With the environment now configured, a prefab was generated to streamline the setup process. This prefab served as a template for creating multiple agents that could undergo simultaneous training. By employing this approach, the training process could be efficiently conducted across numerous instances of the agent, allowing for parallel training and enhanced optimization.

Run 1: Reward & Episode Length

In the initial run, rewards were exclusively based on the speed of the bucket, neglecting other factors. Agents were limited to observing the position, rotation, and velocity of the bucket. Their actions were determined by discrete key presses, with a total of six available controls. The corresponding configuration file (.yaml) can be found in the config folder of the Unity setup. Notably, the agent demonstrated visible improvement within this setup, indicating progress in achieving optimal performance.

Upon conducting a more thorough analysis, it became apparent that due to a bug affecting the rewards attributed to the water being tossed and the subsequent average calculation, the agent's behavior became excessively reliant on the speed of the bucket. This unintended outcome manifested as the observed "shaky-shakey" behavior. Consequently, it was necessary to fine-tune both the observation inputs and reward system in order to correct this issue and achieve the desired behavior from the agent.

Runs 2-4: Reward & Episode Length

Subsequent training runs (2-4) primarily focused on refining the code, identifying and rectifying bugs to enhance the agent's behavior. Unfortunately, these iterations did not yield significant progress in terms of training outcomes beyond bug fixing. The primary objective during this phase was to troubleshoot and resolve issues that were impeding the optimization of the agent's performance.

After persistent efforts, the bug that hindered the agent from receiving rewards was successfully resolved. Additionally, the maximum length of steps before resetting the episode was extended to 10,000, granting the agent more opportunities for exploration and learning. Notably, a significant improvement was made by allowing the agent to access the position information of all geometric elements within the scene. This expanded observation capability provided the agent with a more comprehensive understanding of its environment, which would likely contribute to enhanced performance and more sophisticated decision-making.

Under the revised constraints and expanded capabilities, the agent underwent an extensive training process, encompassing approximately 18 million steps. Throughout this training period, the agent demonstrated a gradual improvement in its ability to throw water over a distance. It is worth noting that while the agent's performance falls short of that of a skilled human, with an average of 2.5 meter throws, the observed trend reveals promising signs of continual progress and learning over time. This incremental improvement suggests that with further iterations and refinement, the agent's performance has the potential to approach or even surpass human proficiency in the task.

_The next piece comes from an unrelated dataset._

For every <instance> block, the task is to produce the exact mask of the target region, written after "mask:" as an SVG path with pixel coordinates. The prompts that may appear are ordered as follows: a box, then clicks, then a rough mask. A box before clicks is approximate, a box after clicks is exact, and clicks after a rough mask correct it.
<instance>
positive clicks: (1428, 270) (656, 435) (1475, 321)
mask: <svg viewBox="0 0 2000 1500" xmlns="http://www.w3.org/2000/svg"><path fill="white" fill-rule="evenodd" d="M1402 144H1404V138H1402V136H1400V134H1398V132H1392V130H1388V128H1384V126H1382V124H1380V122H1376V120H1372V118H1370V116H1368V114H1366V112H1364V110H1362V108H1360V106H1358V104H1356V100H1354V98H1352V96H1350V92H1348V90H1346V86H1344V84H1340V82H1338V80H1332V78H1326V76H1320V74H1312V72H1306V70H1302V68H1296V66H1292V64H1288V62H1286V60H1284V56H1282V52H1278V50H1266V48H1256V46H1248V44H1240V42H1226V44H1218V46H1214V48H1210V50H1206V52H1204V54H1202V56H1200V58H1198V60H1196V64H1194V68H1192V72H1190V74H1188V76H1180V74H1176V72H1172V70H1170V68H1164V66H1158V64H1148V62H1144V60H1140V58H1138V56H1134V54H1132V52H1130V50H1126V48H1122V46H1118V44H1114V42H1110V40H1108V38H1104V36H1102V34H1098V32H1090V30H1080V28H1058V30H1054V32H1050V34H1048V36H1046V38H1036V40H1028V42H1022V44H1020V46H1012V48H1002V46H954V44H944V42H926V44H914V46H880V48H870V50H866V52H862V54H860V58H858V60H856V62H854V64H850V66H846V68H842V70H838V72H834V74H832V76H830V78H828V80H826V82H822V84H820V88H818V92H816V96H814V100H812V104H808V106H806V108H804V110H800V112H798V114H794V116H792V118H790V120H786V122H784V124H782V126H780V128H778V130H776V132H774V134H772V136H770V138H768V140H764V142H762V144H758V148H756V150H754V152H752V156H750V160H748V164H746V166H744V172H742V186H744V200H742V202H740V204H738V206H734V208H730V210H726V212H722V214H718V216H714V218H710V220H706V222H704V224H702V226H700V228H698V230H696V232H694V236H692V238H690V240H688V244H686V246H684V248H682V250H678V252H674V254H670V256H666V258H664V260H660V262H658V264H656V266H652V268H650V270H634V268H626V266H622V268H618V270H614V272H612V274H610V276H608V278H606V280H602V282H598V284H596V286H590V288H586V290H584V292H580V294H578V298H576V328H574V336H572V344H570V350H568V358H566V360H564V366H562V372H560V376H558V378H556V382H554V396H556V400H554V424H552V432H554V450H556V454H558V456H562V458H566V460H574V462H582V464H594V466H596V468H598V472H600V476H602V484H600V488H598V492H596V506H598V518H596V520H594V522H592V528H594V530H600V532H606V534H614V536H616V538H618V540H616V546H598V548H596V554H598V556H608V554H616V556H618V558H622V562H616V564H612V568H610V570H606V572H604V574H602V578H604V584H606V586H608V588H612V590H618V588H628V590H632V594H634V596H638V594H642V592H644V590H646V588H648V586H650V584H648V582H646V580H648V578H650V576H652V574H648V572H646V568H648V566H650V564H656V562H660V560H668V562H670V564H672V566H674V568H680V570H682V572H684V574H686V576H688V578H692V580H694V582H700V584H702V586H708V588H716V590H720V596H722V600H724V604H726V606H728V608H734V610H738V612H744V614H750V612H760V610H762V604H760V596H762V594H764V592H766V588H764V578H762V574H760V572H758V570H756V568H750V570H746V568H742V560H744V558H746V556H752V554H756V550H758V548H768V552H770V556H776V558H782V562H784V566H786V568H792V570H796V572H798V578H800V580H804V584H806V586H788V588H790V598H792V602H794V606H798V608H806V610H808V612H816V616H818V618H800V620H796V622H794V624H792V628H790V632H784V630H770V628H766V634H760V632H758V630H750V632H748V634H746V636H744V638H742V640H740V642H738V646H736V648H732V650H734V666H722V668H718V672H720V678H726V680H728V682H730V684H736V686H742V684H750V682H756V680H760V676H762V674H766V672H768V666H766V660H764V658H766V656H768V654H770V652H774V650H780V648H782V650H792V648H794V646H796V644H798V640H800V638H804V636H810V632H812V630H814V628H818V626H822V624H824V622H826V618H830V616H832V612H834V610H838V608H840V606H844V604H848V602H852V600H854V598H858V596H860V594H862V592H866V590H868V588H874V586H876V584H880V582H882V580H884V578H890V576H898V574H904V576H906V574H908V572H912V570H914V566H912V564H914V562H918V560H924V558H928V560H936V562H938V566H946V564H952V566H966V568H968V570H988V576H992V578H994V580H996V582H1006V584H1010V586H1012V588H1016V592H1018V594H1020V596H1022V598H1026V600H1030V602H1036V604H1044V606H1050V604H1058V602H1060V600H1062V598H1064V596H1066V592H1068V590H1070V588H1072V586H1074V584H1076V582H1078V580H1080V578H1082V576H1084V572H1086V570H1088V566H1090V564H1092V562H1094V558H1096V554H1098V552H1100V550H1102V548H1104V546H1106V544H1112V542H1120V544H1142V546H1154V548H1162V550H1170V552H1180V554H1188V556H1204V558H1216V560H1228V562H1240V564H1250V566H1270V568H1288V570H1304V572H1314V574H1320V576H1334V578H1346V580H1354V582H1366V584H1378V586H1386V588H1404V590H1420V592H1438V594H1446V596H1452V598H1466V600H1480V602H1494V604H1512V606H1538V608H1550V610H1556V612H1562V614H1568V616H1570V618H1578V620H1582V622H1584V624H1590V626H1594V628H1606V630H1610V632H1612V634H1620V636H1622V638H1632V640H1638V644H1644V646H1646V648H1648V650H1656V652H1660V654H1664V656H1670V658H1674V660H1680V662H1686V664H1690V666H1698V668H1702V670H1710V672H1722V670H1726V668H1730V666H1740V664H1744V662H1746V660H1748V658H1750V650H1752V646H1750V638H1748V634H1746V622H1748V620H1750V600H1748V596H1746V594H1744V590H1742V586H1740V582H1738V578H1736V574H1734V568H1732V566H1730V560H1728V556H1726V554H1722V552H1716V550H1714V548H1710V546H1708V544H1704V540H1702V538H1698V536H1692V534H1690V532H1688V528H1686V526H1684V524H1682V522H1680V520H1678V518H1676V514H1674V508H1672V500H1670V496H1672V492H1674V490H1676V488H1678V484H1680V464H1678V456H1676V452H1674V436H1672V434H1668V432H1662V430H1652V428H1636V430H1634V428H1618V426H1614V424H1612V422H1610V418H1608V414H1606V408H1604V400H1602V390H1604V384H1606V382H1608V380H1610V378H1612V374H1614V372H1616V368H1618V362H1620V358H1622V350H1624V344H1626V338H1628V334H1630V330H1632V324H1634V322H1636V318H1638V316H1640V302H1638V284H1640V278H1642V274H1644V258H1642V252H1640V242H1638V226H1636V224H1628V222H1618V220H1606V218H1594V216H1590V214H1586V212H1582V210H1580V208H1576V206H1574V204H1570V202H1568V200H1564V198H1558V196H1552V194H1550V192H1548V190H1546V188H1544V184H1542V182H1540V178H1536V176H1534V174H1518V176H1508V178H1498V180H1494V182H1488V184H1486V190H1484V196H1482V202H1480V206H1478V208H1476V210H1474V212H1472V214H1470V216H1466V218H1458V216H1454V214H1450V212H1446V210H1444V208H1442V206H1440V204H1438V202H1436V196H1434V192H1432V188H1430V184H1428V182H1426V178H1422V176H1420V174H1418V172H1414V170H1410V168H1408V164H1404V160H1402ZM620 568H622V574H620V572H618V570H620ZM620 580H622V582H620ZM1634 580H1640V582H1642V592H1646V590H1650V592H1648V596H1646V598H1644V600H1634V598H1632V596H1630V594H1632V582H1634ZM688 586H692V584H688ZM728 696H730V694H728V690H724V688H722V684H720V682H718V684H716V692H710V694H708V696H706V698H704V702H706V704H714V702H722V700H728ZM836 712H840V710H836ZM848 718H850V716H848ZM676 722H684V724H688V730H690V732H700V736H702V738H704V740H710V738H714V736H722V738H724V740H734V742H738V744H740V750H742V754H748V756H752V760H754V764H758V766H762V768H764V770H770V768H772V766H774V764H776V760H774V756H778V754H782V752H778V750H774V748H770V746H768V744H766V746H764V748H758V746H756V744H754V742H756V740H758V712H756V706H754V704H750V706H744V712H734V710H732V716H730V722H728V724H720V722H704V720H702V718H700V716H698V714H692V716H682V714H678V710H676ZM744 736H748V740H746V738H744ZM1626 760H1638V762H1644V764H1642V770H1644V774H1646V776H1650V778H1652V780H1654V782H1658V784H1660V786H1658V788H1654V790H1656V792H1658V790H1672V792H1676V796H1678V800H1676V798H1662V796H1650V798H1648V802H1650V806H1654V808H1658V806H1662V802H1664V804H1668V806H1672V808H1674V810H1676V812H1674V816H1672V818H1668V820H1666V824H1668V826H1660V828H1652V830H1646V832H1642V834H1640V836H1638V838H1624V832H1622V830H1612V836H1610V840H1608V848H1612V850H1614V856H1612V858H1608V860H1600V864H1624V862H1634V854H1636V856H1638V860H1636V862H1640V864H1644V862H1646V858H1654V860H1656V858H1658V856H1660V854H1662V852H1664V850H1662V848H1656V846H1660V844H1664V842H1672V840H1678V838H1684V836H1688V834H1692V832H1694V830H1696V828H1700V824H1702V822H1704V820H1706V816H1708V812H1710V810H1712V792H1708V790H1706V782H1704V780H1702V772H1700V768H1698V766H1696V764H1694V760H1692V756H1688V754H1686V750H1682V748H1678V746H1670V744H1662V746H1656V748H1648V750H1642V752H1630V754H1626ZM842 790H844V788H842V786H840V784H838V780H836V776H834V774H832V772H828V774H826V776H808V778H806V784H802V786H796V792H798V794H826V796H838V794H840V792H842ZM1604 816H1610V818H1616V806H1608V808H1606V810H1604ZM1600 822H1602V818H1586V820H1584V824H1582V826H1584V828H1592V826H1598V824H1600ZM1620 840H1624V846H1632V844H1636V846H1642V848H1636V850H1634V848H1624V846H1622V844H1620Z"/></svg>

Run 5: Reward & Episode Length

The observed behavior of the agent, as described above, indicates a tendency to swing the bucket back and forth before dumping the geometry out. It is hypothesized that additional training runs and further fine-tuning of parameters are necessary to achieve the desired outcome and refine the model's behavior. This iterative process of experimentation, adjustment, and evaluation is often required to optimize the training of machine learning models and align their actions more closely with the intended objectives. By conducting additional runs and carefully tweaking the parameters, it is expected that the agent's performance can be further improved and the undesired swinging behavior can be mitigated.